Description of the Project

Choose any three of the “wide” datasets identified in the Week 6 Discussion items.

Dataset Used: Trains

Suggested analysis:

Steps

Attach libraries, load and show raw data

library(tidyr)
library(dplyr)
library(knitr)
rawdata = read.csv("https://raw.githubusercontent.com/L-Velasco/Fall16_IS607/master/Project%202_Train.csv")
kable(rawdata)
Trains Arrival Atlantis El.Dorado Hyperborea Narnia Valhalla
shinkansen on_time 497 221 212 503 1841
shinkansen delayed 62 12 20 102 305
tgv on_time 694 4840 383 320 201
tgv delayed 117 415 65 129 61

Tidy the data

Used gather() to make the city destination variables be part of observations and spread() to make the arrival type (on time, delayed) be variables. This step reshapes the data from “wide” to “tall” presentation.

tidydata <- rawdata %>%
  gather("destination","freq",3:7) %>%
  spread(Arrival,freq)
kable(tidydata)
Trains destination delayed on_time
shinkansen Atlantis 62 497
shinkansen El.Dorado 12 221
shinkansen Hyperborea 20 212
shinkansen Narnia 102 503
shinkansen Valhalla 305 1841
tgv Atlantis 117 694
tgv El.Dorado 415 4840
tgv Hyperborea 65 383
tgv Narnia 129 320
tgv Valhalla 61 201

Transform and Analyze the data

Used mutate() to add two new variables that sums the total service and on-time percentage, per train and destination. These new variables help in analysing the train’s arrival. performance across city destinations.

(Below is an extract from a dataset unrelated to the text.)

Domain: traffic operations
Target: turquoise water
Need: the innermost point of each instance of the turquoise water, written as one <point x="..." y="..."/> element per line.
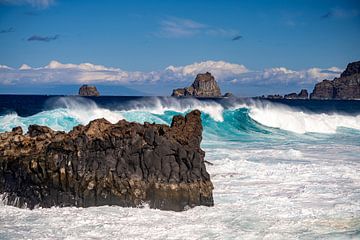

transformed_data <- tidydata %>% 
  mutate(total_service = delayed + on_time,
         pct_ontime = round(on_time / total_service,2) * 100)
kable(transformed_data)
Trains destination delayed on_time total_service pct_ontime
shinkansen Atlantis 62 497 559 89
shinkansen El.Dorado 12 221 233 95
shinkansen Hyperborea 20 212 232 91
shinkansen Narnia 102 503 605 83
shinkansen Valhalla 305 1841 2146 86
tgv Atlantis 117 694 811 86
tgv El.Dorado 415 4840 5255 92
tgv Hyperborea 65 383 448 85
tgv Narnia 129 320 449 71
tgv Valhalla 61 201 262 77

1. Which was the more reliable service for each city and by how much?

reliable_train_per_city <- transformed_data %>% 
  select(-delayed, -on_time, -total_service) %>% 
  spread(Trains, pct_ontime) %>% 
  mutate(pct_diff = shinkansen - tgv)

kable(reliable_train_per_city)
destination shinkansen tgv pct_diff
Atlantis 89 86 3
El.Dorado 95 92 3
Hyperborea 91 85 6
Narnia 83 71 12
Valhalla 86 77 9

Based on the table above, SHINKANSEN appears to have a more reliable service for each city by at least 3% on-time arrival.

#2. Which was the most reliable train service, overall?

reliable_train_overall <- transformed_data %>% 
  group_by(Trains) %>% 
  summarise(pct_ontime = round(sum(on_time)/sum(total_service),2) * 100)

kable(reliable_train_overall)
Trains pct_ontime
shinkansen 87
tgv 89

Based on the table above, TGV appears to have a more reliable service overall.

#3. In aggregate, which city had the most reliable on-time train service?

city_reliable_ontime_service <- transformed_data %>% 
  group_by(destination) %>% 
  summarise(pct_ontime = round(sum(on_time)/sum(total_service),2) * 100)

kable(city_reliable_ontime_service)
destination pct_ontime
Atlantis 87
El.Dorado 92
Hyperborea 88
Narnia 78
Valhalla 85

Based on the table above, the destination EL DORADO appears to have the most reliable on-time service from both trains.